The team, led by Dr. Michael Dean of NCI’s Division of Cancer Epidemiology and Genetics, charted changes in cancer cells through the course of disease for a female patient with chronic lymphocytic leukemia (CLL) treated at the Clinical Center. CLL is the most common leukemia in adults; it tends to progress slowly, in this case affording researchers the opportunity to delve into the genetic characteristics of each stage.
The patient was diagnosed at age 47 in the early 1970s. From 1984 until 2000, she was seen regularly by Dr. Neil Caporaso, senior investigator in the Occupational and Environmental Epidemiology Branch, as part of a family study of lymphoproliferative disorders. He worked closely with another CLL expert from the FDA, Dr. Gerald Marti, to manage her care. Together they published studies describing her cell morphology, differences and similarities between familial and sporadic CLL and characteristics of familial CLL.
Emblematic of the importance of the CLL families, her cells would later contribute to larger studies of chromosomal mosaicism, genome-wide association studies and exome sequencing in familial CLL. “We are deeply grateful to all participants in our family studies program whose generosity allows us to do this type of intensive interdisciplinary research, often without personal benefit to themselves,” said Dr. Margaret Tucker, director, Human Genetics Program. “We could not do this without them.”
As is common with CLL, the patient experienced extended periods of good health following effective treatments. In a remarkable display of foresight, Caporaso and Tucker took steps to collect and freeze tumor cells over the last 18 years of the 29-year disease course. CLL is particularly opportune for these studies because the tumor circulates in the blood, so carefully collected samples can later be cell sorted to obtain samples of both normal and tumor cells for analysis. At the time sample collection began, there were few research tools available to study the different cell types.

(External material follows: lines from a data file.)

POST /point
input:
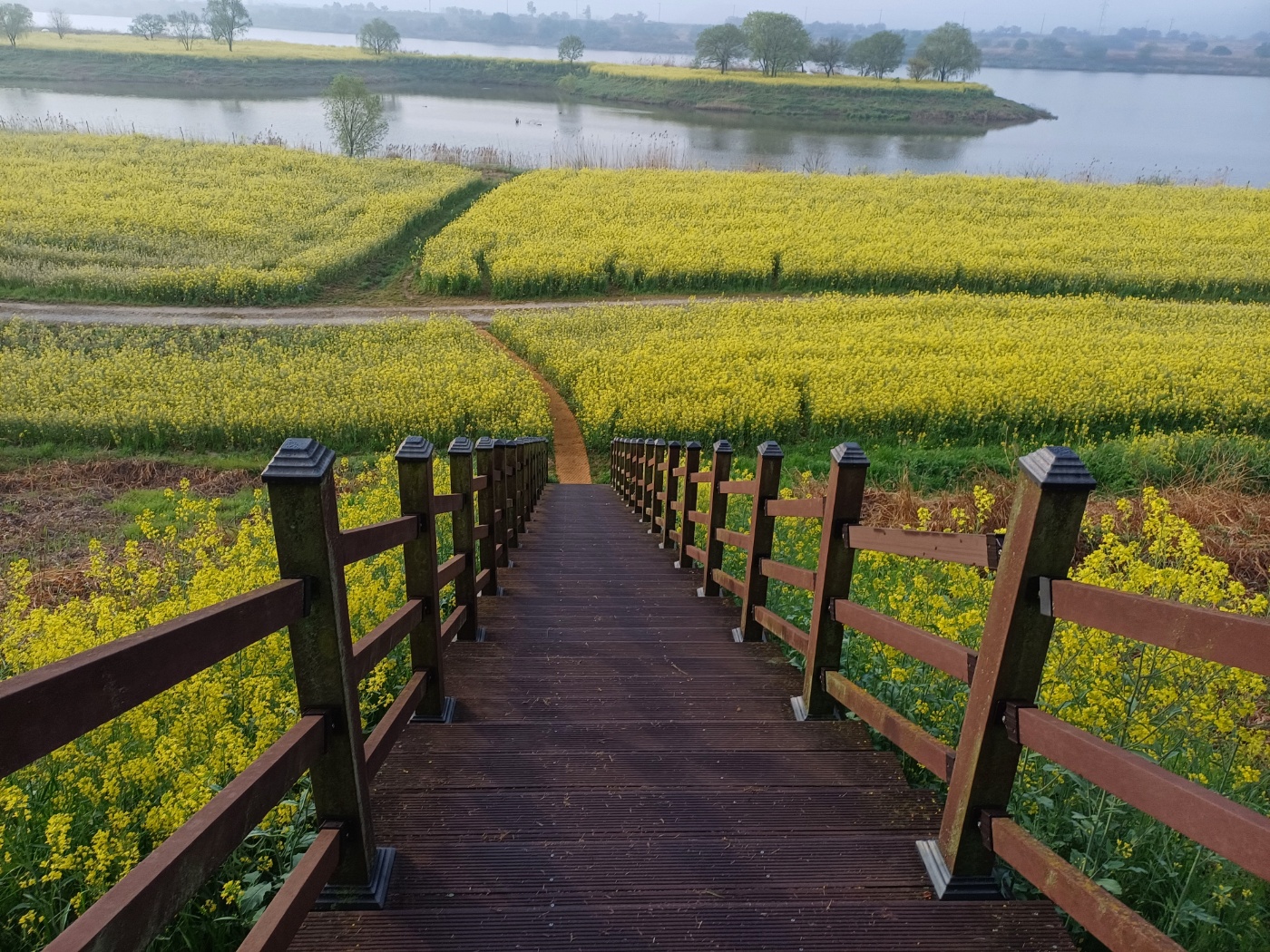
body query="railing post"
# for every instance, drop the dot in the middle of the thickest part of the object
(415, 476)
(307, 533)
(463, 524)
(720, 471)
(523, 482)
(511, 505)
(501, 532)
(762, 529)
(1044, 529)
(844, 501)
(672, 485)
(656, 508)
(485, 508)
(689, 529)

Using such varied techniques as single nucleotide polymorphism (SNP) microarray analyses, transcriptome sequencing and whole genome sequencing, investigators describe, in a paper published Dec. 16, 2016, in Nature Communications, the branching mutational path of the patient’s cancer cells. Six overall mutation profiles, or clusters, emerged throughout the disease course and varied in relative percentage from year to year. The clusters were characterized by particular DNA abnormalities such as SNP and gene deletions or duplications or the emergence of extra chromosomes.
Close examination of these patterns, such as which mutations occur together, could reveal details about the molecular mechanics of cancer evolution. “One of the more surprising observations,” noted Dean, “is that certain chromosome alterations tracked closely to treatment patterns. We saw specific chromosome changes appear immediately following therapy, suggesting the ability of cancer cells to adapt to and resist treatments.”